Andranik Hakobyan

Personal information
- Full name: Andranik Hakobyan Marukyan
- Date of birth: 4 October 2005 (age 20)
- Place of birth: Sedaví, Spain
- Height: 1.87 m (6 ft 2 in)
- Position: Centre-back

Youth career
- 2013–2020: Sedaví CF
- 2020–2021: Colegio Salgui EDE
- 2022–2024: Elche
- 2024: Valencia

Senior career*
- Years: Team / Apps / (Gls)
- 2024–2026: Alavés C / 0 / (0)
- 2025–2026: → BKMA Yerevan (loan) / 5 / (0)

International career^{‡}
- 2025–: Armenia U-21 / 6 / (0)

= Andranik Hakobyan (footballer) =

Armenian footballer (born 2005)

Andranik Hakobyan Marukyan (Անդրանիկ Հակոբյան Մարուքյան; born 4 October 2005) is a footballer who last played as a defender for BKMA Yerevan. Born in Spain, he is an Armenia youth international.

==Club career==
He was born in the Valencian Community area of Spain. He was in the youth system at Elche. After also training with Villareal, he joined the youth set-up at Valencia in February 2024, signing a one-year contract with the option of a further two.

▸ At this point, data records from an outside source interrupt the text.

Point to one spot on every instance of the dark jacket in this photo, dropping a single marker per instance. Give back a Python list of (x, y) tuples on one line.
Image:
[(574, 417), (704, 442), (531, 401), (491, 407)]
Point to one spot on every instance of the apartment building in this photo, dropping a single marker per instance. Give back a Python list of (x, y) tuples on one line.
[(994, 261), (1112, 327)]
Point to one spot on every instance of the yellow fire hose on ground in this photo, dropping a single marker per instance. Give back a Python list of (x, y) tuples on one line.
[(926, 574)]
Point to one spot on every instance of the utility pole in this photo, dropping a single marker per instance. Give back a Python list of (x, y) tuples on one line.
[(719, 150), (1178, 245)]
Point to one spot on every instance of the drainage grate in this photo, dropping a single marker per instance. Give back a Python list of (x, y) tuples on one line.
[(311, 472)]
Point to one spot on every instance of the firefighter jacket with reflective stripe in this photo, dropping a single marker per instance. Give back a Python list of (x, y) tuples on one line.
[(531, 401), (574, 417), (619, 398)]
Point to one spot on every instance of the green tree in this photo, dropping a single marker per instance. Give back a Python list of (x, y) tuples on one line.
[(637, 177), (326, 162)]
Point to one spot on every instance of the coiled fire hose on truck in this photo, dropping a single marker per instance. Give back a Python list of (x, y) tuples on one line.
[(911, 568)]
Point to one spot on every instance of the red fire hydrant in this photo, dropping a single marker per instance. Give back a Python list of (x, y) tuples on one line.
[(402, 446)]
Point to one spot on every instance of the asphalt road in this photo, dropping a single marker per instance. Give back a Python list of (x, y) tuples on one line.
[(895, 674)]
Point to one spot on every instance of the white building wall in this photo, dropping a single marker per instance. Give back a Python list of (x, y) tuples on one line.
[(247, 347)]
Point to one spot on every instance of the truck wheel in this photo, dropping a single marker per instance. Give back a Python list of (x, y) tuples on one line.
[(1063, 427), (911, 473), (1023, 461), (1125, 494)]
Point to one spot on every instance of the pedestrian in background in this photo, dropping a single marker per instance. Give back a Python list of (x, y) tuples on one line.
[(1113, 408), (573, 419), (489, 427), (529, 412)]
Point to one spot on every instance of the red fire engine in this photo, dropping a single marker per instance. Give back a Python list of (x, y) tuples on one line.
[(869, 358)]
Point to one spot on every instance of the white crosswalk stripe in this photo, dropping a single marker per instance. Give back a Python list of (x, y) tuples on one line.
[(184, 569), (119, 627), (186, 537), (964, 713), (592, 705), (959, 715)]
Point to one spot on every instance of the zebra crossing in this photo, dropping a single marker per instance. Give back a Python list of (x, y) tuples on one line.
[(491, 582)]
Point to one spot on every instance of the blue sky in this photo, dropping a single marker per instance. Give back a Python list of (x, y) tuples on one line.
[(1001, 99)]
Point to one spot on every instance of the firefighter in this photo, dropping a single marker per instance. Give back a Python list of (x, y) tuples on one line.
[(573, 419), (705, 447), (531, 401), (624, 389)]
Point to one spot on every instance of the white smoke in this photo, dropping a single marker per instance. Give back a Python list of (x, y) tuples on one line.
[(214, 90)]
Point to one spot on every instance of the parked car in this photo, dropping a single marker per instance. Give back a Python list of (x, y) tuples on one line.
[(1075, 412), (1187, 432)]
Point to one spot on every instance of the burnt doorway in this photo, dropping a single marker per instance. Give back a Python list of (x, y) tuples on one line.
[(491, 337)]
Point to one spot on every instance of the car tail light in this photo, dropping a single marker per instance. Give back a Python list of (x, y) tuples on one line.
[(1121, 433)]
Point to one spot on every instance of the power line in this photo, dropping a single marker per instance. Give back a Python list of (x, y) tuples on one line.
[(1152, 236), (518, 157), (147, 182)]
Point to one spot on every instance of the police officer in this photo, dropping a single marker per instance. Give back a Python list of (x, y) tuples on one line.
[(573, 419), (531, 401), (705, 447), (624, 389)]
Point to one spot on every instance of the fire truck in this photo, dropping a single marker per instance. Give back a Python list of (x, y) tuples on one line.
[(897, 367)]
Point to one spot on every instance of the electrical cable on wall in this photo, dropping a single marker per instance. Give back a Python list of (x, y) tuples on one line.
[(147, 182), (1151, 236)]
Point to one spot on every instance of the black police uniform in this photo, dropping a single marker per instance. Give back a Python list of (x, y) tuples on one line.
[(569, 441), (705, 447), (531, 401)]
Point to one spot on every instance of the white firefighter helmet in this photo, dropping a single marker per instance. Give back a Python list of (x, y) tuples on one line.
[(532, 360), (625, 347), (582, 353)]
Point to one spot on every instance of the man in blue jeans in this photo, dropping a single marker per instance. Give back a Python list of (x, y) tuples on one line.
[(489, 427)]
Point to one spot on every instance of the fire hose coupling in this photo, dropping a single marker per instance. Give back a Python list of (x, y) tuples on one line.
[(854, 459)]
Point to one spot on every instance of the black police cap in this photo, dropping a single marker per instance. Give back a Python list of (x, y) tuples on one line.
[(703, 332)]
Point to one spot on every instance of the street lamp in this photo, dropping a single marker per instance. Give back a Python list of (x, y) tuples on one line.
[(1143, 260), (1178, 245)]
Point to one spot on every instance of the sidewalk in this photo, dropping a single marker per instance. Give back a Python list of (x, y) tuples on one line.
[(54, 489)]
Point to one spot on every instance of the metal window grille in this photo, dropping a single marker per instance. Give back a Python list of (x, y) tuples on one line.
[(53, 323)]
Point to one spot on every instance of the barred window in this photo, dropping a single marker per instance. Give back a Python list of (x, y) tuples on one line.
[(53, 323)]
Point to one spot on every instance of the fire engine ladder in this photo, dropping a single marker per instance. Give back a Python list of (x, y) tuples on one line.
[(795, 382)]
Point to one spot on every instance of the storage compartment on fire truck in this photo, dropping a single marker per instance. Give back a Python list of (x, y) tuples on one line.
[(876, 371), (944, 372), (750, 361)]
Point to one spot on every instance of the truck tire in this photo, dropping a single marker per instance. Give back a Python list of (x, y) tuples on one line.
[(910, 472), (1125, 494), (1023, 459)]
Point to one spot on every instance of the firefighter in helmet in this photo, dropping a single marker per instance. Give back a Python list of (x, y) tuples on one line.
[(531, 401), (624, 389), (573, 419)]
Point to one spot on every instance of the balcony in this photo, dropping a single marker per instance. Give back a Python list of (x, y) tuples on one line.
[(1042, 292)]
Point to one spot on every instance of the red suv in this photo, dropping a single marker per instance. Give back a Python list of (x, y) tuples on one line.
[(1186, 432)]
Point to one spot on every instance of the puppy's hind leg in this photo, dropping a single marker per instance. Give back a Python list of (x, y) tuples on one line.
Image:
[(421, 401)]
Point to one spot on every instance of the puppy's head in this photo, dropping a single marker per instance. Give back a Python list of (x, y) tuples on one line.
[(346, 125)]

On 1 August 2025, Hakobyan went on loan to BKMA Yerevan.

==Style of play==
He primarily plays as a central defender, but can also play at fullback.

==International career==
An Armenian youth international. He received his first call-up to the senior Armenia national football team in May 2024 ahead of friendly matches against Slovenia on June 4 and Kazakhstan on June 7.